The author haunts his tale of Palestine
Gate Of The Sun by Elias Khoury
My rating: 5 of 5 stars
“Umm Hassan is dead.”
These are Dr. Khaleel Ayyoub’s first words to his only patient, the legendary hero of a dozen failed wars for Palestinian liberation, in Galilee Hospital in Shatila. But this isn’t a real hospital (scarcely any supplies or professional staff), Khaleel is not a real doctor (though he had some rudimentary medical training in China), and Yunis, or Abu Salim, is not a real hero (though famous as “lone wolf” fighter) — and is now probably brain dead. But Umm Hassan, “Mother of Hassan”, the licensed midwife who “knew everything,” had told Khaleel he had to talk to the unconscious hero to keep his spirit alive. So Khaleel — 40-ish, with no family and only tumultuous memories of his own — talks to his patient for seven months, inventing Yunis’s responses,and spinning a thousand and one stories of Yunis’ and Palestine’s history, from the 1936 Arab revolt on to nearly today. The real beginning was the 1948 war when villagers saw their villages erased and were thrown together as refugees and at least partly, tentatively, re-imagined themselves as “Palestinians,” a new-found, widely embracing identity for people who didn’t know one another nor even speak the same dialects. Everything since then has been confusion, shifting alliances, dreaming and longing for a past that cannot be recovered and probably never really existed as they remember it. And innumerable wars, against the Israelis, against other Arabs, and against other Palestinins. And alliances.
These tales — reworked as fiction by Khoury from his own experiences and his hundreds, or perhaps thousands, of interviews as a journalist in Lebanon —are sometimes stunningly sad, even when funny as the characters contradict one another or even themselves in their uncertain memories, vain boasts and magical thinking. One especially memorable tale recalled by Khaleel is Umm Hassan’s very daring return, across Israeli shoot-to-kill defense lines, to what had been her village of El Kweikat, now mostly razed to create a modern Israeli settlement of brick houses. Her old house is one of the few remaining from the old days, and after long hesitation, she tentatively knocks on the door.

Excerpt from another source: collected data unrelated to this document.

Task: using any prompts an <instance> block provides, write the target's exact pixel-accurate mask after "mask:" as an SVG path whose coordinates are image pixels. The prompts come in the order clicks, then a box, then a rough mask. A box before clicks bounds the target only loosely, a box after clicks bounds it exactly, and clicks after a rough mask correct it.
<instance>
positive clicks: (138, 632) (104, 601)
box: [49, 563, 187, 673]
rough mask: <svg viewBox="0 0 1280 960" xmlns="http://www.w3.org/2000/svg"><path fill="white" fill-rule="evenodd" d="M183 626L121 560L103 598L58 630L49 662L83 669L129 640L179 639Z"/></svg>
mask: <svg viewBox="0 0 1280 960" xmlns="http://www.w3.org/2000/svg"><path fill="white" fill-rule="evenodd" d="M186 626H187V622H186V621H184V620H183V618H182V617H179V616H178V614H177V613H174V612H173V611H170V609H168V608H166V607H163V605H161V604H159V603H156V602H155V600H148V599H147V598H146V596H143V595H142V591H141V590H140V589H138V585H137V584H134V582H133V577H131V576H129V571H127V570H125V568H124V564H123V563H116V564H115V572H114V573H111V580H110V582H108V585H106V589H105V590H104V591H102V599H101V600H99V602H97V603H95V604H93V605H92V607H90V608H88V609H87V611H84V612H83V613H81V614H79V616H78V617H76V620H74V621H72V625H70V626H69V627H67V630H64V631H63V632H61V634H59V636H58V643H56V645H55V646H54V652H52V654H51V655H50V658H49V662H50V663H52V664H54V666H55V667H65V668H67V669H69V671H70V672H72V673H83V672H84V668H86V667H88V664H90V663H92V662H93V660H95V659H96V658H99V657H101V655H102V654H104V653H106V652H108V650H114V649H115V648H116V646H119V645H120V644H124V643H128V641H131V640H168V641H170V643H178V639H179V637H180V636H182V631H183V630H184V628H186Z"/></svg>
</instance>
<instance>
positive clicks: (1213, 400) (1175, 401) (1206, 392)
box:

The woman who opens is about Umm Hassan’s age. She surprises Umm Hassan by answering her Hebrew greeting in Arabic with a Syrian accent. Ella Dweik, the current inhabitant, has guessed that this “is” (not “was) Umm Hassan’s house, and tells her she had been expecting her, and invites her to sit and have some coffee. She is another victim of uprooting, a Lebanese Jewess who, when she learns that Umm Hassan has come from Beirut, almost screams with envy — she wants nothing more than to return to that city and abandon this desolate patch her husband (an Iraqi Jew) has brought her to in Israel, while Umm Hassan doesn’t even know the Beirut that Ella longs for (because poverty and hostility have kept her in Shatila) and could hardly adjust to such a hectic, urban environment, but yearns for her beloved El Kweikat.
And many, many other stories, of women who have lost their children, young men who try to adapt as Arabs in Israel, betrayals and ingratitudes, and sometimes just the surprising courage of those who insist on living and protecting what they can of their families. In the end, after 7 months of Khaleel’s one-side conversations with the inert hero, he slips out of the “hospital” to fetch photographs from Yunis’s apartment, thinking they may help restore him to consciousness — photos of Yunis’s long-suffering wife Naheeleh, of his children and many grandchildren, half a dozen of them also named Yunis. He is stopped on a deserted street of Shatila by a woman in black with a black scarf, like the spirit woman who had so frightened Yunis on one of his earlier adventures; she asks him for the house of Elias El Roumi — but Khaleel tells her there is no Elias (a Christian name) in all of Muslim Shatila; she asks for a hotel to spend the night, but there is no hotel in Shatila, either, but she accepts his offer to spend the night in Khaleel’s house — a magical encounter where he is fed and touched by the womanhood he has been longing for, but when he awakens in the morning, there is no trace of her. This is the last of the many tales, the character’s visit by the unseen Elias El Roumi, Elias Khoury, the author who has from the beginning been hovering around these stories and is occasionally glimpsed, once as the old man El Khouri of the House of Ice, and in other guises. A delightful, marvelous, terribly sad invitation to reflect on and review this whole terrible saga of two peoples, Jews and Palestinians, each unwilling or unable to hear the other’s story.